En carta del 1.° de octubre de 1881 desde Nueva York al director de La Opinión Nacional, de Caracas, a los pocos días de la muerte del presidente republicano James Garfield, el segundo asesinado en la historia de los Estados Unidos el 12 de julio de ese año en la estación de trenes de Washington ─por un abogado despechado que dudaba de la firmeza del presidente y le disparó dos balas─, Martí reporta la repercusión nacional e internacional del magnicidio, su convalecencia entre la vida y la muerte durante unos 70 días, pues los médicos no encontraron una de las balas que causó la infección y la hemorragia que lo mató; escrito con el humanismo ardiente que lo caracterizaba y la singularidad de su prosa, no dejaba de infiltrar las oportunas reflexiones de un pensador visionario. El artículo concluye con dos preguntas de un ciudadano, que podían ser las suyas: “Un americano pregunta al Sun de Nueva York: […] ─‘Señor. ─Este es un gran país, y sin embargo, es un hecho que dentro de los últimos 16 años dos Presidentes han muerto asesinados [se refiere a Abraham Lincoln, que en 1865 fue baleado en el teatro Ford, y por supuesto, a Garfield]; otro Presidente fue procesado, y a poco se le echa indignamente de su puesto [alude al juicio político a Andrew Johnson, sucesor de Lincoln, a instancias de la mayoría republicana en el Congreso, que no llegó al final]; y otro Presidente ocupó su puesto por abominable fraude [Ulysses S. Grant, militar que ganó por unos 300 000 votos la nominación del Partido Republicano para las elecciones de 1868 gracias a su ala más radical y fue reelegido en 1872, con escandalosa impopularidad y denuncias de corrupción]. ¿No es éste un interesante estado de cosas? ¿Qué viene ahora?’ (Ibídem, t. 9, p.59).

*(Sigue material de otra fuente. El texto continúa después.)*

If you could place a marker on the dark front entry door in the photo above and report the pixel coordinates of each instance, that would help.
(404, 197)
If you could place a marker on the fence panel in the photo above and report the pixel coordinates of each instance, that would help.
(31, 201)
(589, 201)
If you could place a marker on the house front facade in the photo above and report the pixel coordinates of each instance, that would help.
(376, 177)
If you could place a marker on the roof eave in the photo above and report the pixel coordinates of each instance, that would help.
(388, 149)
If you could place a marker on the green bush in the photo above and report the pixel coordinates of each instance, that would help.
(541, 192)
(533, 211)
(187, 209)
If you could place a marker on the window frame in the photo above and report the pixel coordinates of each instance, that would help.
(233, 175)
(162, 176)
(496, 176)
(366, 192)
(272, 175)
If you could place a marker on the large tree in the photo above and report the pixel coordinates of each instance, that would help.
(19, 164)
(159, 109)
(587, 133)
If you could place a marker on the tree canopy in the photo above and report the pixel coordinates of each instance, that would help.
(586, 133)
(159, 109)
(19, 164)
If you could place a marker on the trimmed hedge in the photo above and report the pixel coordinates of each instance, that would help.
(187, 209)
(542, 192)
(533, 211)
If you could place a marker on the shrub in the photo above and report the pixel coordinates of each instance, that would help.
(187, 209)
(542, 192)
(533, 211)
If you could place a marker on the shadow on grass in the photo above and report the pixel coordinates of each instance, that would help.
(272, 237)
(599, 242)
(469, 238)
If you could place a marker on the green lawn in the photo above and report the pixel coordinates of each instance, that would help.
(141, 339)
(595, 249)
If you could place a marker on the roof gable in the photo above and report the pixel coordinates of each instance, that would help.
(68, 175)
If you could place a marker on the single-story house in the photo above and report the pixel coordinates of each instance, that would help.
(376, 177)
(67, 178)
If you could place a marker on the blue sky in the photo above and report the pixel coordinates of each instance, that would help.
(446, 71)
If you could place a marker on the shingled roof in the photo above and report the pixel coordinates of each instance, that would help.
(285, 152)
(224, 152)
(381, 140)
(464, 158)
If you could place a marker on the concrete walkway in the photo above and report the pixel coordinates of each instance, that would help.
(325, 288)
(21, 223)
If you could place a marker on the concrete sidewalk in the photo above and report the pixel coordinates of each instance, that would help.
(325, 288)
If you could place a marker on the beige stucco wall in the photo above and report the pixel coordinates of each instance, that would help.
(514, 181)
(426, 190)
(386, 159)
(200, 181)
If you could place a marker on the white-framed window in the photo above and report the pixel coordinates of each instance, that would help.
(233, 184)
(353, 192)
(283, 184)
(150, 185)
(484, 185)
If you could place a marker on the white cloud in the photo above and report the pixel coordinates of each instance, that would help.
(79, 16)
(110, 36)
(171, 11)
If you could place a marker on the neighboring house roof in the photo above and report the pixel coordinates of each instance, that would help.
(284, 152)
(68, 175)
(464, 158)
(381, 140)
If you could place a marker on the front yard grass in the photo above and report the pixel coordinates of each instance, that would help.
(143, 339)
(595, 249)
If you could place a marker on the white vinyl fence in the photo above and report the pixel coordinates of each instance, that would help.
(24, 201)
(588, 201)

Para descubrir qué venía después, Martí comenzó a investigar en profundidad los vínculos entre política y economía en Estados Unidos. En 1883 envió a La América, de Nueva York, un artículo con el título “En comercio, proteger es destruir”, y definió en breves palabras la maquinaria electoral de ese país: “…en los Estados Unidos, los representantes suelen ser los siervos de las empresas colosales y opulentas que deciden, en pro, o en favor, con su peso inmenso en la hora del voto, la elección del candidato” (Ídem, p.382). Dos meses antes había escrito para La Nación, de Buenos Aires: “El partido otorgaba el empleo, pero el empleado quedaba siervo del partido. El carro de la elección rodaba sobre ejes de oro. Cada empleado pagaba de su propio salario, que era de dinero de la Nación, una cuota cuantiosa, para auxiliar al triunfo del partido que le dio el empleo. De esta ingeniosísima manera, el partido republicano se había asegurado un triunfo permanente a costa de los dineros de la Nación” (Ídem, p. 342). Martí identifica una relación de vasallaje, la de la política con la economía: obsérvese que tanto para las relaciones entre los representantes de los partidos con estos, como para las que tienen con las empresas, utiliza la palabra “siervo”. Ya desde Cuba había estado atento a la naturaleza de los partidos políticos, cuando en 1879 trabajaba en la Isla después del Pacto del Zanjón; entre los apuntes de ese momento, relacionados con sus actividades culturales en el Liceo de Guanabacoa, había anotado: “En el movimiento político ¡cuán viejo es esto como todo lo nuevo! ─es necesario que haya quienes empujen y quienes refrenen. // Todo partido conservador ha de ser liberal. Todo partido liberal ha de ser conservador. Todo partido ha de ser generoso. Lo que no es generoso es odioso” (Ibídem, t. 19, p. 445). Martí sabía que la esencia no era ser conservador o liberal en Cuba, ni republicano o demócrata en Estados Unidos, sino servir, pero ese servicio en el país donde estaba viviendo se expresaba en una subordinación total a la plutocracia en el poder, a pesar de los fuegos artificiales de la democracia.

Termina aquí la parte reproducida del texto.